History

United States
- Name: USS LST-558
- Builder: Missouri Valley Bridge and Iron Company, Evansville, Indiana
- Laid down: 11 February 1944
- Launched: 14 April 1944
- Sponsored by: Mrs. Henry Goodman
- Commissioned: 8 May 1944
- Decommissioned: 13 February 1946
- Stricken: 16 September 1947
- Honours and awards: 4 battle stars for World War II service
- Fate: Sold for scrapping, 24 May 1948

General characteristics
- Class & type: LST-542-class tank landing ship
- Displacement: 1,780 long tons (1,809 t) light; 3,640 long tons (3,698 t) full;
- Length: 328 ft (100 m)
- Beam: 50 ft (15 m)
- Draft: Unloaded :; 2 ft 4 in (0.71 m) forward; 7 ft 6 in (2.29 m) aft; Loaded :; 8 ft 2 in (2.49 m) forward; 14 ft 1 in (4.29 m) aft;
- Propulsion: 2 × General Motors 12-567 diesel engines, two shafts, twin rudders
- Speed: 12 knots (22 km/h; 14 mph)
- Boats & landing craft carried: 2 LCVPs
- Troops: Approximately 140 officers and enlisted men
- Complement: 8-10 officers, 100-115 enlisted men
- Armament: 1 × single 3"/50 caliber gun mount; 8 × 40 mm guns; 12 × 20 mm guns;

= USS LST-558 =

United States Navy tank landing ship

USS LST-558 was a United States Navy tank landing ship in commission from 1944 to 1946.

LST-558 was laid down on 11 February 1944 at Evansville, Indiana, by the Missouri Valley Bridge and Iron Company. She was launched on 14 April 1944, sponsored by Mrs. Henry Goodman, and commissioned on 8 May 1944.
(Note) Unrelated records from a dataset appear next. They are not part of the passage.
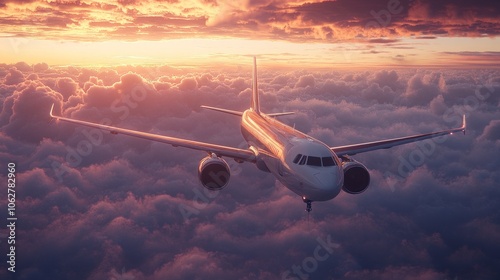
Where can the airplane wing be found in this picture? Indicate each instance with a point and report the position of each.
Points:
(235, 153)
(385, 144)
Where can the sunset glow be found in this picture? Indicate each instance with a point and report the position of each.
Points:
(293, 33)
(83, 202)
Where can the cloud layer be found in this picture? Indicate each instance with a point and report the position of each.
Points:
(99, 206)
(288, 20)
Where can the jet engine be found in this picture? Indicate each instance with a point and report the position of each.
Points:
(213, 173)
(356, 176)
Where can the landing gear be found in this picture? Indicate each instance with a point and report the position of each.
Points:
(308, 204)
During World War II, LST-558 served in the Pacific Ocean Areas, a primarily NAvy command, and participated in the following operations:

- Capture and occupation of southern Palau Islands — September and October 1944
- Leyte landings — October and November 1944
- Lingayen Gulf landing — January 1945
- Zambales-Subic Bay — January 1945
- Iwo Jima - Assault and occupation, 19 to 25 February 1945
- Okinawa Gunto — April 1945

Following the war, LST-558 performed occupation duty in the Far East and saw service in China until early February 1946. She returned to the United States and was decommissioned on 13 February 1946 and struck from the Navy list on 16 September 1947. On 24 May 1948, she was sold to the Bethlehem Steel Company, of Bethlehem, Pennsylvania, for scrapping.

LST-558 earned four battle stars for her World War II service.